Rangers: Niskanen hit that injured Crosby a ‘fluke,’ not malicious

Rangers say no malicious intent on Crosby hit

NEW YORK — Tanner Glass knows collisions happen when an NHL player goes hard to the net. That’s why he calls the high-speed hit which left Pittsburgh Penguins superstar centre Sidney Crosby with a concussion an unavoidable incident.

Crosby was hurt when he was hit in the head by Washington’s Matt Niskanen in Game 3 of their East semifinal on Monday. Glass, who played with Crosby over two seasons in Pittsburgh, said there was no malicious intent on the part of the Capitals defenceman.

“I didn’t see a big issue with the play,” Glass said following the Rangers’ practice at Madison Square Garden Wednesday afternoon following their 4-1 win over Ottawa in Game 3 of their Eastern Conference semifinal.

“As far as what Niskanen did, you see that play all the time. (He has) two hands on his stick when a guy comes towards you, you stiffen up and push back a little bit. Unfortunately he caught him in a bad spot.”

Niskanen was given a major penalty and game misconduct for the hit, but avoided further discipline from the NHL.

“I thought the five-minute major was sufficient,” said Glass. “It’s a tough play. He’s going to the net hard. (Capitals captain Alex Ovechkin) whacks him with the stick hard and I think he was taken off guard a little bit by that, reacted to that and he was kind of going down.”

Rangers defencemen Brady Skjei and Brendan Smith concurred with Glass’ assessment of the play.

“It’s all just reaction. He’s not obviously trying to hurt Crosby in that situation. Crosby’s coming at him and he puts his hands up. It’s a tough play,” Skjei said. “The game’s so fast that at times you just react and stuff happens. It looked like he was just trying to protect himself. It was just a fluke play.”

Was there anything Niskanen could have done differently in that situation?

“It seems like a quick, high-speed play. Obviously you try not to get your hands in somebody’s face, or the stick. Any time that happens you’re probably going to the box. It’s just unfortunate there was an injury from it,” Smith said. “More or less (it’s a) first reaction. Sometimes you brace yourself and that could happen. Sid was down low. Those things happen. That’s the game of hockey.”

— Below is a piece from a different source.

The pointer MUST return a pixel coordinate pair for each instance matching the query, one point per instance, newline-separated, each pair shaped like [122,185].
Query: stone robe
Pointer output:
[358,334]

The general consensus is that Crosby was in an unexpected position when Niskanen made contact. The play began when Crosby cut towards the net and absorbed a slash to the arm by Ovechkin before being clipped on the side of the head by the Capitals star’s stick. Almost simultaneously, the two stars’ skate blades made contact causing Crosby to fall to his knees as his body contorted oddly while on a high speed, straight line path to Niskanen.

The former Penguin got his arms and stick up, and the collision was inevitable.

Crosby laid prone on the ice for a few minutes before behind helped off the ice. Initially Niskanen was assessed a minor penalty for cross-checking before referees Brad Meier and Brad Watson, and linesmen Pierre Racicot and Matt MacPherson conferred. Moments later, Niskanen was assessed his punishment.

Glass said he felt the decision was sufficient.

The Rangers and Senators resume their series Thursday night in New York, with Ottawa leading 2-1.

Senators coach Guy Boucher said Zack Smith and Bobby Ryan were day-to-day before noting he “did not see” Ryan “not playing” Game 4. Boucher also hinted Tom Pyatt and Chris Wideman could dress Thursday night.

Rick Nash didn’t participate in New York’s practice. Alain Vigneault called it “maintenance,” and added Nash “would be good to go” for Game 4 Thursday night.